Un par de copas vienen hacia él. El bar Night City comienza a tomar forma con la aglomeración y la circulación de risas. Es el único longevo que está solo, sin embargo, gracias a una buena ambientación de luces de neón, no llama la atención, ni siquiera cuando su mano tiembla cada vez que intenta beber whisky.

Desde uno de los pórticos del Night City, Haroldo contempla las distorcionadas aguas de Laguna Martí que se aplanan por una luna hostil y también a una pareja que se pierde en la oscuridad, entre los árboles, colina abajo: dos coloradas brasas de cigarrillos es lo último que ve.

— ¡Qué hijo de puta! —dice un hombre de traje celeste que está sentado en la escalera en un oblicuo síntoma de luz.

— ¿Cómo dices? —interroga Haroldo, sin quitarle la vista de la nuca.

—Esos que mirabas recién: el pibe es un pelotudo; tiene físico y plata, pero nada más. La mina, es el amor de mi vida. ¡Tiene veinte y yo casi setenta!

— ¡Qué vas a hacer! —Haroldo se apoya contra el barandal y tira lo que le queda de whisky sobre unas flores, y añade—: ¿Si es el amor de tu vida, por qué le dices «mina»?
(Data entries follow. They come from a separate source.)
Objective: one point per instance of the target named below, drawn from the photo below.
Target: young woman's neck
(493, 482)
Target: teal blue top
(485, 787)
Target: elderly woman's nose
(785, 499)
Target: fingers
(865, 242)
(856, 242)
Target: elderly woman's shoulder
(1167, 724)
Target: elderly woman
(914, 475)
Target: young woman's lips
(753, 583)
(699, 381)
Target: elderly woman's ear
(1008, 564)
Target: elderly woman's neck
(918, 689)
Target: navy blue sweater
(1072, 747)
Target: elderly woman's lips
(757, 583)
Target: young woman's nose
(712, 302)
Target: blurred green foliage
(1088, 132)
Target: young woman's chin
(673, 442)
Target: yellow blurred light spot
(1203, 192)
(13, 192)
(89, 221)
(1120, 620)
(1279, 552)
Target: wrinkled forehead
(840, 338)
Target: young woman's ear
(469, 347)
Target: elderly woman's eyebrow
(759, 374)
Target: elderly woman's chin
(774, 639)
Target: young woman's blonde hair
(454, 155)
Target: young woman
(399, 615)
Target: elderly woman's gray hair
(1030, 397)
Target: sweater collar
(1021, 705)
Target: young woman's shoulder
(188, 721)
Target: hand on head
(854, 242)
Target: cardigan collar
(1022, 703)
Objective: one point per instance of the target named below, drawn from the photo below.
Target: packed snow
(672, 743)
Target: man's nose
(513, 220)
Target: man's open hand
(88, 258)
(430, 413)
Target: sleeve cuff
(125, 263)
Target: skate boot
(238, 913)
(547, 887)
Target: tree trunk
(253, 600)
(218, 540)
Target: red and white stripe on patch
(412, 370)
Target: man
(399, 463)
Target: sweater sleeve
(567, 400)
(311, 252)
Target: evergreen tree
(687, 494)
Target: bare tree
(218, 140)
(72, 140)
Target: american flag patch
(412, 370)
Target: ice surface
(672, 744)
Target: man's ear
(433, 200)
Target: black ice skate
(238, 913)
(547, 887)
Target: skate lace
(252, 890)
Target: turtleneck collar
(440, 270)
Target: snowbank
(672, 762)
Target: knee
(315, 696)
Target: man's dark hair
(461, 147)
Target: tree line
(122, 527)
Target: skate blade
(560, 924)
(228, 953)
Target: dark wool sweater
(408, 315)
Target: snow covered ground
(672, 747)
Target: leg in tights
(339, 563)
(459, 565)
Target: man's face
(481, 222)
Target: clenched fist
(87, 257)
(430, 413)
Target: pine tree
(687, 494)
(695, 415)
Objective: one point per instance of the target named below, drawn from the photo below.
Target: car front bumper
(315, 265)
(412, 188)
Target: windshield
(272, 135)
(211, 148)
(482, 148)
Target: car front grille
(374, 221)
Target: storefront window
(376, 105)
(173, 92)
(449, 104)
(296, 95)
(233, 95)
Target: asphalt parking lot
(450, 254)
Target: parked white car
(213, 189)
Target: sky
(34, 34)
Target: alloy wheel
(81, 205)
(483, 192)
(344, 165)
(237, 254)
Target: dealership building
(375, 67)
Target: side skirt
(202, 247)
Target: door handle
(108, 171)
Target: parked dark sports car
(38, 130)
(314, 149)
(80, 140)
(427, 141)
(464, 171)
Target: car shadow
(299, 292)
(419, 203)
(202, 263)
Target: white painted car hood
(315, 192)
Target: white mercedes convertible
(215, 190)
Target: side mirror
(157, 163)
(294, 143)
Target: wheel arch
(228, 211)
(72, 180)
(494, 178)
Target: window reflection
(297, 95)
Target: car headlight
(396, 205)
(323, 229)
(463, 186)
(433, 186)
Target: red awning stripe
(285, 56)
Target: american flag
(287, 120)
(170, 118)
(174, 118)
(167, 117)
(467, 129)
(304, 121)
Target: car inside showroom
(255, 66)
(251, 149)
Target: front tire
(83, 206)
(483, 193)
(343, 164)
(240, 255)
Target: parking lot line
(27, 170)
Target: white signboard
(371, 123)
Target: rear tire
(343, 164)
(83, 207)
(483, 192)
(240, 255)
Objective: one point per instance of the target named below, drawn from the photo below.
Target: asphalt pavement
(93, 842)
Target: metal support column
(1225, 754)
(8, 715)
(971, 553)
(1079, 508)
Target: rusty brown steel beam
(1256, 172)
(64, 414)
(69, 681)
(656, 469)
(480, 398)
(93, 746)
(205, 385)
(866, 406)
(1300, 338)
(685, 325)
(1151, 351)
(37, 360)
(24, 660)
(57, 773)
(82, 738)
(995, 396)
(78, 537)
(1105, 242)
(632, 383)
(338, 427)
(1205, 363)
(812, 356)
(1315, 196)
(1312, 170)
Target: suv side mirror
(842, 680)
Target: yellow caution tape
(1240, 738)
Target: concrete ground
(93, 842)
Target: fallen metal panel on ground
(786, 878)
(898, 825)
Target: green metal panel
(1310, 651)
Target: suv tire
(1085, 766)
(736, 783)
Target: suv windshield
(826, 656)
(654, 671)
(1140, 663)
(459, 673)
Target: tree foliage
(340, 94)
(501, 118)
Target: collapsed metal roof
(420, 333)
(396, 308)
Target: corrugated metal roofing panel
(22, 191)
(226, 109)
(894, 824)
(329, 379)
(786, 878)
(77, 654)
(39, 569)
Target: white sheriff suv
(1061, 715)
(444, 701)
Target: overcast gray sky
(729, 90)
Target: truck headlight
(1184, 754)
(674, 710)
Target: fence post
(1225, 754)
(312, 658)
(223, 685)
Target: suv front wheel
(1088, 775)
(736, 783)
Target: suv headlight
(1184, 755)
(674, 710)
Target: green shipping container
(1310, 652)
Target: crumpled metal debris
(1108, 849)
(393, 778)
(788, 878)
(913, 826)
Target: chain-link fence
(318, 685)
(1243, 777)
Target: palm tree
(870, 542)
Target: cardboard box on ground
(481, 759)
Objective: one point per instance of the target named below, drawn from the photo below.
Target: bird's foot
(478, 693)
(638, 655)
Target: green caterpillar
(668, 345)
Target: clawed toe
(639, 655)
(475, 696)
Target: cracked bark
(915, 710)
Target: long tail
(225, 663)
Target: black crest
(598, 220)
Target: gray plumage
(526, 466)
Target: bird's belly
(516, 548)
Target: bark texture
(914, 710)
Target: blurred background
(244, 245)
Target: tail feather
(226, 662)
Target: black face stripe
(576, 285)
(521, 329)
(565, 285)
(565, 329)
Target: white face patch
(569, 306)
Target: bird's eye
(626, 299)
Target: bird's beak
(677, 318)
— ¡No amigo! Esta no es la vida. Maté a mi abuela cuando cumplí treinta y me quedé con todo. Mi hermana, se acostó conmigo por plata: tres o dos veces. ¡Soy un hijo de puta! —El hombre mueve la cabeza y se toca las rodillas—. Solo espero que la haga feliz.

— ¡Ya somos dos! —Suspira Haroldo.

— ¿Qué? —El hombre lo mira por primera vez: la cara de Haroldo es neón azul.

—Unos hijos de puta.

—Laguna Martí es conocida por sus suicidios. Hasta para matarnos somos burgueses.

La cara de ambos se hunde en una extraña vergüenza: cuerpo comprimido, ojos brillosos, y otras cosas, más allá.

—Unos hijos de puta —repite Haroldo.